Have you heard, that our millennial generation now, according to a recent study published in the Journal of Hand Therapy, have weaker grips and wimpy handshakes?
My staff at ICS (Intellectual Crime Scene), are all millennials and they may abandon physical challenges for the delicacies of smartphone computing, so....we might actually have a real problem on our hands. Or maybe not.
In the study, researchers tested 237 young adults and found that "men ages 20 to 34 and women in their early 20s had significantly weaker grips than young people tested in 1985." This was stated in a U.S.A. Today article that expanded upon the findings. The researchers in this study said that this phenomenon stems from a generation that does more texting and clicking than manual labor.
What does this have to do with anything, you might ask, and should I actually be worried? "The fact that you have a weak grip is important because you probably are weak elsewhere," says Richard Bohannon, a physical therapist and a professor of health studies at Campbell University in Buies Creek, N.C. He went on to say that a weaker grip might contribute to fragility in old age could cause you to be disabled and die a lot sooner than your peers.

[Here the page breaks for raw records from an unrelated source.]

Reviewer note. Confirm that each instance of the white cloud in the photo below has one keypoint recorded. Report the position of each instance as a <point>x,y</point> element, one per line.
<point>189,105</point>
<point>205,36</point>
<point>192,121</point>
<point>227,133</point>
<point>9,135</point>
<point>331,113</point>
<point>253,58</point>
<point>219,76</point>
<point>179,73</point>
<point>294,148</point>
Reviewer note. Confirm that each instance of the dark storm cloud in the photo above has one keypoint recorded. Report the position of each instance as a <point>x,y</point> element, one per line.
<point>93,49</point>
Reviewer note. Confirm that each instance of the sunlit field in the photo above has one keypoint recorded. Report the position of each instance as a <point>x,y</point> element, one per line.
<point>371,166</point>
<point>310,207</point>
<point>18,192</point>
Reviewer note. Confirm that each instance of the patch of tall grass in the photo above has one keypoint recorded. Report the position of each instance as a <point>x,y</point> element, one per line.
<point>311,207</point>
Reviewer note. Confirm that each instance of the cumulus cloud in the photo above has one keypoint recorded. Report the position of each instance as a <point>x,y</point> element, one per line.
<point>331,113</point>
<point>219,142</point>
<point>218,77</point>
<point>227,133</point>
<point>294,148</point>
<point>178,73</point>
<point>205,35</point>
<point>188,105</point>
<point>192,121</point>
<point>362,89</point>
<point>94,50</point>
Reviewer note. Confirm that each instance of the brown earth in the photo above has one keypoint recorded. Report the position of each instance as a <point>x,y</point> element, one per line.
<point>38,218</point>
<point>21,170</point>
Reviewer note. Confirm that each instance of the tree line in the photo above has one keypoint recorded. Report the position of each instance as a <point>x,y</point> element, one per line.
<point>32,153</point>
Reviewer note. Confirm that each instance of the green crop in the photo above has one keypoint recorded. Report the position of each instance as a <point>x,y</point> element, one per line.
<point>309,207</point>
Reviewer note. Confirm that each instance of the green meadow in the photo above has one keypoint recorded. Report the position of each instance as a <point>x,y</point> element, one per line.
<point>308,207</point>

Although the latter was rather gloomy and seemed inescapable---don't worry. Studies, in general, are not scaleable and consistent enough to actually effect you---micro-socially. So, go ahead, continue to enjoy your smartphones, texting, and clicking. A few of us in our generation might not be able to open a jar, according to this monolithic study, but we can help you with unlocking your smartphone! Plus, in a world of technological advancements, it's customary for evolution to rapidly adapt us for survival. For those who are still trying to physically do things---i.e., opening jars or manual labor---the process of natural selection will leave you behind.